[Cryptography] Why prefer symmetric crypto over public key crypto?

John Kelsey crypto.jmk at gmail.com
Sat Sep 7 22:51:11 EDT 2013


On Sep 7, 2013, at 3:25 PM, "Christian Huitema" <huitema at huitema.net> wrote:

> Another argument is “minimal dependency.” If you use public key, you depend on both the public key algorithm, to establish the key, and the symmetric key algorithm, to protect the session. If you just use symmetric key, you depend on only one algorithm.
> 
> Of course, that means getting pair-wise shared secrets, and protecting them. Whether that’s harder or more fragile than maintaining a key ring is a matter of debate. It is probably more robust than relying on CA.

Pairwise shared secrets are just about the only thing that scales worse than public key distribution by way of PGP key fingerprints on business cards.  The equivalent of CAs in an all-symmetric world is KDCs.  Instead of having the power to enable an active attack on you today, KDCs have the power to enable a passive attack on you forever.  If we want secure crypto that can be used by everyone, with minimal trust, public key is the only way to do it.  

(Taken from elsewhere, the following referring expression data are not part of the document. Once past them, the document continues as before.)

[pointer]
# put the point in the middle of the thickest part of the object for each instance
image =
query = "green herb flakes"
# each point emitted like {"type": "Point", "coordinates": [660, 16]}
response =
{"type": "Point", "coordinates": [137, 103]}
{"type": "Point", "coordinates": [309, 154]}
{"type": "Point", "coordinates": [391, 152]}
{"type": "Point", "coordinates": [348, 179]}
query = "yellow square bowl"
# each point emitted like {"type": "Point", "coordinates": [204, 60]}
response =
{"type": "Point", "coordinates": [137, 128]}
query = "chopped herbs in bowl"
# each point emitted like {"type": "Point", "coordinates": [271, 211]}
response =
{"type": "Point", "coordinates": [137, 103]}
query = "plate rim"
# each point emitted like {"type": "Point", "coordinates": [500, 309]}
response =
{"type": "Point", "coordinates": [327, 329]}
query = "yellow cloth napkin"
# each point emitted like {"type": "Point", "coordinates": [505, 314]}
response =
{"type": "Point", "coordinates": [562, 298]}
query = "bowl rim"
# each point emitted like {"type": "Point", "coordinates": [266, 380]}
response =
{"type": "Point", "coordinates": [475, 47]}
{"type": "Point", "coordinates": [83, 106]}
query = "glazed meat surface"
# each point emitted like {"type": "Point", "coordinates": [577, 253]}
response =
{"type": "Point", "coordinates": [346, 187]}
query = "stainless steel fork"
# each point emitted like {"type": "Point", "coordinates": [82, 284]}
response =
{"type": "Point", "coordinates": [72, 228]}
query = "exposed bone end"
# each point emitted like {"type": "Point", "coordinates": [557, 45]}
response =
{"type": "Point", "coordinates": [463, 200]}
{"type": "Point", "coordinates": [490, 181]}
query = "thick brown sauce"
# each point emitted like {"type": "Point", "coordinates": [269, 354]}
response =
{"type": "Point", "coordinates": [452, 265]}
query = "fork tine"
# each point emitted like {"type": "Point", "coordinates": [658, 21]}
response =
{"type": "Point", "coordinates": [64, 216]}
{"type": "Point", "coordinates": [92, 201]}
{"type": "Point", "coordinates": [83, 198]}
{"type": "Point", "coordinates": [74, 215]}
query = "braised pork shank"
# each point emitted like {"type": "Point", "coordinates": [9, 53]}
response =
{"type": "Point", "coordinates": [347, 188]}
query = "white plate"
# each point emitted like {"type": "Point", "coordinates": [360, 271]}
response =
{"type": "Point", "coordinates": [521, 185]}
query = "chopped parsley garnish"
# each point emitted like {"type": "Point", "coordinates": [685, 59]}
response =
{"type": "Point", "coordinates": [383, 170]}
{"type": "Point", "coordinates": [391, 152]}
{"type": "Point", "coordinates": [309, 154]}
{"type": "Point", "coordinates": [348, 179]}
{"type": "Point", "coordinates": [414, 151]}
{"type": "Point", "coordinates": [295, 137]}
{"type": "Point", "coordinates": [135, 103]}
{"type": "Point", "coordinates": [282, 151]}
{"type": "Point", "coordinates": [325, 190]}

One pretty sensible thing to do is to remember keys established in previous sessions, and use those combined with the next session.  For example, if we do Diffie-Hellman today and establish a shared key K, we should both store that key, and we should try to reuse it next time as an additional input into our KDF.  That is, next time we use Diffie-Hellman to establish K1, then we get actual-key = KDF(K1, K, other protocol details).  That means that if even one session was established securely, the communications are secure (up to the symmetric crypto strength) forevermore.